Published September 1, 2015 | Version v1
Report Open

Integration of Key-Value Database in the Parameter Management System of the ALFA Framework

  • 1. CERN openlab Summer Student
  • 2. Summer Student Supervisor

Description

Project Specification

The Parameter classes of the ALICE/FAIR (ALFA) software framework contain and manage all the numerical information needed to process the data. In order to analyse the raw or simulated data, several numerical parameters are needed, such as, calibration/digitization parameters or geometry positions of detectors. One common characteristic to most of these parameters is that they will go through several different versions corresponding, for example, to changes in the detectors’ definition or any other condition. This makes it necessary to have a parameter repository with a well-defined versioning system. The runtime database (Parameter manager in ALFA) is such a repository.  It knows about  all parameter containers needed for the actual analysis. The containers can be initialized automatically from one or more inputs, and written out to one output. Possible inputs/output mechanisms are ROOT files or ASCII files.

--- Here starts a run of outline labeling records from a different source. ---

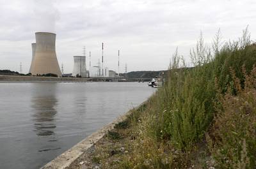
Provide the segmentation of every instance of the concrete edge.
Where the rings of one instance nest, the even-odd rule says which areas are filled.
[[[136,107],[138,109],[147,101],[144,101]],[[108,131],[112,130],[115,126],[120,122],[122,122],[127,119],[128,116],[132,114],[132,110],[128,111],[125,114],[120,116],[112,122],[109,123],[96,132],[86,137],[71,149],[67,150],[42,168],[40,169],[65,169],[69,166],[76,159],[80,157],[86,150],[92,147],[94,143],[97,143],[103,136],[108,133]]]

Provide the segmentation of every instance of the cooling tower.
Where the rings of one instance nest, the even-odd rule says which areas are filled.
[[[34,60],[35,60],[35,53],[36,52],[36,43],[31,43],[31,47],[32,47],[32,61],[31,61],[31,64],[30,65],[30,68],[29,68],[29,71],[28,73],[31,73],[31,70],[33,68],[32,68],[33,66],[33,63],[34,63]]]
[[[74,56],[73,77],[78,75],[82,77],[86,77],[86,66],[85,63],[85,56]]]
[[[35,57],[31,66],[32,75],[53,73],[61,77],[55,51],[56,34],[36,33]]]

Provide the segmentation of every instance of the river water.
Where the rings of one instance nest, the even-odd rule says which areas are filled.
[[[0,168],[39,168],[145,101],[147,83],[0,83]]]

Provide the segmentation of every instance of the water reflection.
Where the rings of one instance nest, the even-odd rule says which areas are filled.
[[[54,118],[57,114],[56,106],[58,100],[55,92],[56,84],[40,84],[33,86],[31,108],[34,131],[38,136],[49,136],[54,134],[56,128]]]

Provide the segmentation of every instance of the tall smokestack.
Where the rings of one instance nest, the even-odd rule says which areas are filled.
[[[36,50],[32,61],[32,75],[52,73],[61,77],[55,50],[56,34],[36,33]]]
[[[32,47],[32,61],[31,61],[31,64],[30,65],[30,68],[29,68],[29,71],[28,73],[31,73],[31,70],[33,69],[34,64],[33,63],[35,62],[35,54],[36,52],[36,43],[31,43],[31,47]]]

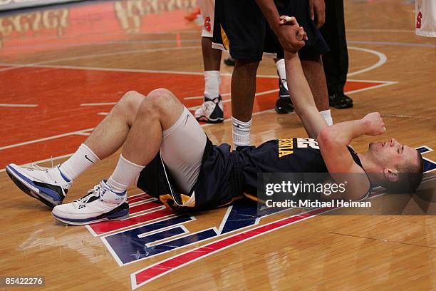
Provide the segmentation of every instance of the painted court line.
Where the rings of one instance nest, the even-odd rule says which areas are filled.
[[[16,148],[16,147],[19,147],[19,146],[21,146],[29,145],[31,143],[39,143],[39,142],[41,142],[41,141],[49,141],[49,140],[51,140],[51,139],[63,138],[63,137],[68,136],[74,136],[74,135],[78,135],[78,134],[80,135],[80,134],[82,134],[82,133],[85,133],[87,131],[90,131],[93,130],[94,128],[88,128],[88,129],[83,129],[81,131],[72,131],[71,133],[62,133],[62,134],[58,134],[58,135],[56,135],[56,136],[48,136],[47,138],[38,138],[38,139],[36,139],[36,140],[33,140],[33,141],[24,141],[23,143],[14,143],[13,145],[5,146],[0,147],[0,150],[6,150],[6,148]]]
[[[8,104],[8,103],[0,103],[0,107],[38,107],[38,104]]]
[[[139,49],[139,50],[133,50],[133,51],[115,51],[115,52],[106,53],[94,53],[94,54],[90,54],[90,55],[73,56],[70,58],[58,58],[55,60],[26,63],[23,65],[14,65],[14,66],[11,66],[9,68],[1,68],[0,72],[14,70],[14,69],[21,68],[40,66],[41,65],[44,65],[46,63],[57,63],[57,62],[64,61],[76,61],[76,60],[80,60],[80,59],[83,59],[83,58],[100,58],[103,56],[120,56],[120,55],[125,55],[125,54],[129,54],[129,53],[155,53],[155,52],[159,52],[159,51],[177,51],[177,50],[182,50],[182,49],[194,49],[194,48],[201,48],[201,46],[182,46],[182,47],[177,46],[177,47],[159,48],[145,48],[145,49]]]
[[[386,57],[386,55],[380,53],[380,51],[374,51],[373,49],[369,49],[369,48],[358,48],[356,46],[348,46],[348,48],[353,49],[355,51],[365,51],[365,53],[375,54],[375,56],[378,57],[378,61],[374,63],[373,66],[370,66],[368,68],[356,71],[355,72],[349,73],[347,74],[347,76],[354,76],[354,75],[357,75],[359,73],[368,72],[368,71],[373,70],[376,68],[378,68],[379,66],[383,66],[388,61],[388,58]]]
[[[435,180],[432,177],[425,178],[422,182],[430,182]],[[378,190],[377,190],[378,189]],[[382,196],[385,194],[380,187],[374,190],[373,193],[369,199]],[[251,240],[259,236],[265,235],[272,231],[283,228],[284,227],[304,221],[309,218],[313,218],[341,208],[320,208],[311,209],[310,210],[291,215],[285,218],[280,219],[263,225],[252,228],[249,230],[237,233],[234,235],[217,240],[214,242],[207,243],[202,246],[187,250],[181,254],[175,255],[167,259],[157,262],[155,264],[145,267],[130,275],[132,290],[135,290],[139,287],[150,282],[160,277],[175,271],[182,267],[192,264],[211,255],[226,250],[229,247],[237,245],[245,241]]]

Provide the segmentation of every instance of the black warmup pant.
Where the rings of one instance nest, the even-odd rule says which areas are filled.
[[[323,55],[328,94],[343,92],[348,71],[343,0],[326,1],[326,23],[320,31],[330,47],[330,52]]]

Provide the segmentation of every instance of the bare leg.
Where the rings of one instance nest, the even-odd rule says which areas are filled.
[[[219,71],[221,65],[221,50],[212,47],[212,39],[202,37],[202,51],[204,71]]]
[[[312,59],[301,60],[304,76],[311,87],[318,111],[328,110],[327,82],[321,56]]]
[[[135,91],[124,94],[84,143],[100,159],[117,151],[125,141],[145,97]]]
[[[232,115],[241,121],[251,119],[258,66],[258,61],[236,60],[232,76]]]
[[[162,131],[177,121],[183,108],[180,101],[168,90],[151,91],[139,107],[127,136],[123,156],[137,165],[148,164],[160,148]]]

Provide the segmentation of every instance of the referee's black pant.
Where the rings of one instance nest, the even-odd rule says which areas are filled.
[[[326,1],[326,22],[320,30],[330,46],[330,52],[323,56],[328,94],[343,92],[348,71],[343,0]]]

In this project a key-value database will be investigated as an optional IO for the runtime database.

Abstract

In this project, several key-value databases are compared for their performance to implement them into the ALFA framework. As the research shows that a RAMCloud key-value database is not suited for this project, a deep research is done into Riak instead. The case-study compares read vs write latency, optimal simulation sample size, different storage backends, object size influence, cluster size influence, different consistency settings and there performance impact, the impact of adding security, the overhead of using a Java tool and the availability and fault tolerance of Riak. All these measurements are discussed taking into account certain difficulties of simulating a key value database. This gives us a document showing the impact of certain design decisions in implementing a key-value store and will allow developers for future projects to easily ascertain how changes in the database will impact performance and how to easily use a tool developed during this project to make exact measurements.